Secondo il sostituto procuratore Vito Valerio, gli otto imputati avrebbero imposto “condizioni contrattuali sempre complessivamente sbilanciate in favore dell’istituto di credito” che, invece, avrebbe dovuto prospettare alla società cliente altri prodotti finanziari “meno rischiosi e più propriamente utilizzati dalle imprese per la copertura del rischio collegato all’oscillazione dei tassi”
Spacciavano i derivati swap per prodotti assicurativi che sarebbero serviti a coprire il rischio di impresa collegato all’oscillazione dei tassi di interesse sui mutui e i finanziamenti a breve termine. Per la Procura di Catanzaro è truffa aggravata e con quest’accusa è stata disposta la citazione diretta per tre direttori del Banco di Napoli e cinque funzionari della filiale di Catanzaro accusati di aver raggirato i titolari della società Max Motor Srl, vendendogli prodotti finanziari speculativi, i derivati di tipo IRS appunto, omettendo di indicare la concreta natura di questi contratti.
Tra qualche settimana inizierà il processo per Salvatore Improta, Auro Brandi e Domenico Ciavoliello (i tre direttori che si sono succeduti nella filiale di Catanzaro dal 2003 al 2008), Valentina Pugliese, Salvatore D’Augello, Carmelo Mazzocca, Domenico Ferraro Pelle e Roberto Laganà. Questi ultimi, tutti funzionari dell’istituto bancario del gruppo Intesa Sanpaolo, hanno “consigliato, incentivato, promosso ed effettuato la vendita dei derivati in violazione delle norme e delle prassi bancarie”. Il tutto “avallato, consentito, o comunque non impedito”, dai direttori Improta, Brandi e Ciavoliello.

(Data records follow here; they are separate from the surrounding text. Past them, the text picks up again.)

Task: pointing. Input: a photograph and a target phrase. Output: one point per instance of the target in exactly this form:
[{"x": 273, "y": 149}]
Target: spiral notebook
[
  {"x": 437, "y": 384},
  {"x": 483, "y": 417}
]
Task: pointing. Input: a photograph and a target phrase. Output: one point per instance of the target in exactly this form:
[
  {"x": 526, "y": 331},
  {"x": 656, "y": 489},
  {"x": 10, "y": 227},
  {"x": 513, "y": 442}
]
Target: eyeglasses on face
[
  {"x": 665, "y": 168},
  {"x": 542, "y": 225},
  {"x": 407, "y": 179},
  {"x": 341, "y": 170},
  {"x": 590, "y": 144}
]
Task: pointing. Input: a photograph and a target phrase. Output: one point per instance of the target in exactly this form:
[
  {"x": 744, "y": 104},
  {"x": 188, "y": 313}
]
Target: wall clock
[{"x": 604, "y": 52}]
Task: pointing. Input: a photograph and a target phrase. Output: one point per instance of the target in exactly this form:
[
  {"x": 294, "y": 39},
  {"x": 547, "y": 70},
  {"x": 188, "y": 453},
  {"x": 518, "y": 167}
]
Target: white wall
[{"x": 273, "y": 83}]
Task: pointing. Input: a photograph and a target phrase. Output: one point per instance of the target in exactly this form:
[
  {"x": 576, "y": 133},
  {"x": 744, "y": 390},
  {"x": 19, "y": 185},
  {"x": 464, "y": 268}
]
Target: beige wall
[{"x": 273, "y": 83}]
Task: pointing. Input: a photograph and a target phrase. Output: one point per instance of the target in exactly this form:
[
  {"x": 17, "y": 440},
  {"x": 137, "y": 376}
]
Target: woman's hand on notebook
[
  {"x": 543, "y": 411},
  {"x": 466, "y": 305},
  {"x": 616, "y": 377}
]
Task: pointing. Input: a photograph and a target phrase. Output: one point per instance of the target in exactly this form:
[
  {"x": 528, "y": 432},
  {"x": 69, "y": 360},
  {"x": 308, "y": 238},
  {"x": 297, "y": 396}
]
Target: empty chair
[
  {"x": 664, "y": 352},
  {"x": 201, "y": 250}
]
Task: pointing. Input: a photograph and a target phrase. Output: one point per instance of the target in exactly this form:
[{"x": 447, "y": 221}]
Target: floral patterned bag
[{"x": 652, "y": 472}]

Secondo il sostituto procuratore Vito Valerio, infatti, gli otto imputati per truffa aggravata avrebbero imposto “condizioni contrattuali sempre complessivamente sbilanciate in favore dell’istituto di credito” che, invece, avrebbe dovuto prospettare alla società cliente altri prodotti finanziari “meno rischiosi e più propriamente utilizzati dalle imprese per la copertura del rischio collegato all’oscillazione dei tassi interesse sui mutui e i finanziamenti a breve termine”.
Se ciò fosse avvenuto, gli utili per il gruppo bancario sarebbero stati inferiori e gli imputati non avrebbero procurato quello che la Procura, guidata dal magistrato Nicola Gratteri, definisce un “ingiusto profitto” sia sotto il profilo patrimoniale (la Max Motor Srl si è vista addebitare oltre 364mila euro sul suo conto corrente, ndr) sia sotto il profilo non patrimoniale perché il Banco di Napoli così facendo ha ampliato il suo portafoglio clienti.
Con “artifici e raggiri”, infatti, direttori e funzionari di banca avrebbero fatto sottoscrivere a Gregorio Viscomi, uno dei soci della Max Motor Srl”, non solo “un nozionale complessivo per 6 milioni di euro”, ma anche la dichiarazione “di essere operatore qualificato”. “In difetto di un consenso realmente informato – è scritto nel capo di imputazione – e quindi artatamente indotti a confidare nell’utilità e convenzienza delle operazioni”, Viscomi e la sua socia Stefania Tallarico hanno così sottoscritto sei contratti che hanno portato la loro azienda a un esposizione di oltre mezzo milione di euro.
La prima udienza del processo è stata già fissata per il 10 aprile e gli avvocati Arturo Bova, Antonio Lomonaco e Giuseppe Fonte, che assistono le parti offese, hanno presentato una denuncia anche per l’ipotesi di reato di usura bancaria.